As an advocate of Ridiculous Dancing and the choreographer of Jacket Dance, Dan Watson explains to Wellesley-Wesley, ‘I genuinely enjoy watching people who feel compelled to express themselves in the moment: these spontaneous little personal dances that have nothing to do with rightness or composition and everything to do with humanity and physicalising internal states, whether that be a reaction to music or the moment itself….You can see the person more than the movement. The movement is a vehicle to see the humanity.’
There is an intimate scale in Watson’s approach, so it is appropriate that Jacket Dance is performed in the Founders’ Studio, a large living room with the audience packed in at one end and a floor-to-ceiling muslin backdrop at the other — what traveling players might once have set up in the village square. Watson and fellow dancer Matthew Winston are warming up as we enter. The signal to start is the donning of their jackets that hang on either side of the room.
Jacket Dance comprises a handful of scenes in a single fifteen-minute act, a ludic exploration of impulsive dance that favours exultation over technique. As Watson further explains: ‘Jacket Dance is a lot to do with joy: kids dancing to their favourite music, drunk old men dancing for each others’ enjoyment, comedians — both alternative and more traditional — provoking laughter in their audiences.’
Watson starts to riff on a shuffle and Winston picks it up and adds to it. They alternate, playing off each other like a Vaudeville team before establishing a single rhythm that one of them then muddles up.
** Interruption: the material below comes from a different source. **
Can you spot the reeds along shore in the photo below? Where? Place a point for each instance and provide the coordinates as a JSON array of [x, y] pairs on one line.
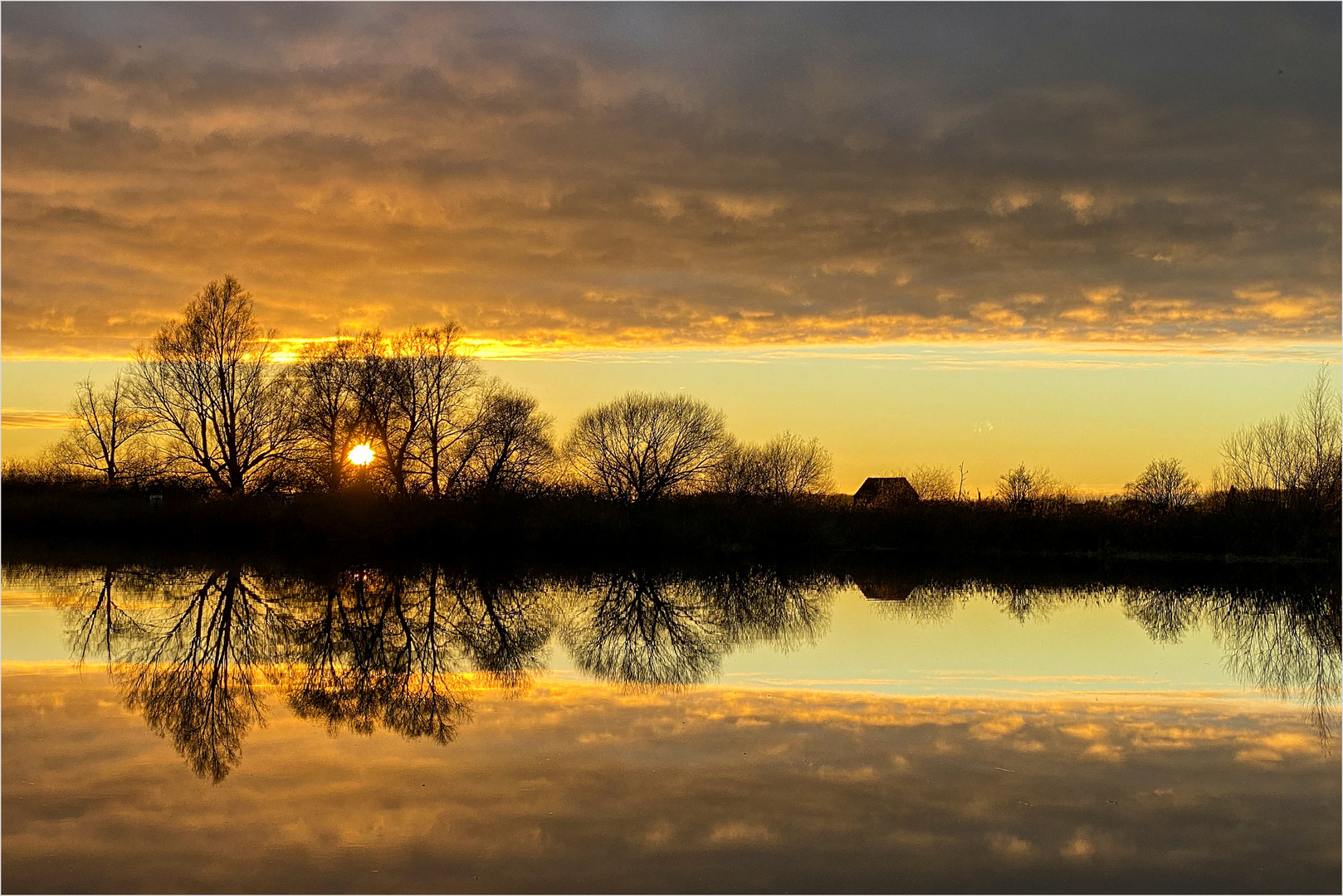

Part two develops individual sequences quite independently of each other, short dance phrases with interlinking shuffles and silly walks until Watson limps away with the choreographic equivalent of a throwaway line. Watson and Winston each wear their character like a mask: Winston’s is over-concentrated effort, while Watson’s is more abandoned though there is an underlying sense of fun in both. They watch each other and surreptitiously copy each other but for the most part they sense the space between them with the eyes of the body.
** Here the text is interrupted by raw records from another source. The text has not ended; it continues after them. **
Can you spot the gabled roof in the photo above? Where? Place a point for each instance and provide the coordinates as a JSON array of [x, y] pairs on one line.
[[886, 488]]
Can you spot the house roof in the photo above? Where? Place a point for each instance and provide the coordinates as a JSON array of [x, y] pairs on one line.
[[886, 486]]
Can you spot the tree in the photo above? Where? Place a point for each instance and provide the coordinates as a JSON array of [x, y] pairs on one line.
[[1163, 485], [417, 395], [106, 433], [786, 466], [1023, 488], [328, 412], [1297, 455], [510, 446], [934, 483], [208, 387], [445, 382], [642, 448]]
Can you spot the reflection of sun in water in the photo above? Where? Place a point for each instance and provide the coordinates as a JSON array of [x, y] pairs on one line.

The next section explores contact in the context of Ridiculous Dancing: Winston and Watson fall against each other, embrace, and shake down. Watson picks Winston up, loses interest and drops him. The dropping and the getting up are treated as movement not story, so there are no recriminations. They judder together, jump like beans, and riff on silly walks until Watson knocks Winston down. Punch and Judy? No matter, they are up and shaking again until they both fall as flailing angels in the snow. A brief musical interlude follows, in which the two men alternate, one playing itsy-bitsy spider on his fingers while the other sings. The songs have an unselfconscious rawness — not to mention breathlessness — about them that goes hand in hand with the movement. In the coda the gloves come off in a dance of one-upmanship that adds the element of extreme to Ridiculous Dancing in some knee-crashing landings until both men are ready to drop, which they do, tracing angels in the snow again. Winding down further, they walk round the room to face each other as at the beginning. The only way to stop is to take off their jackets. Naturally.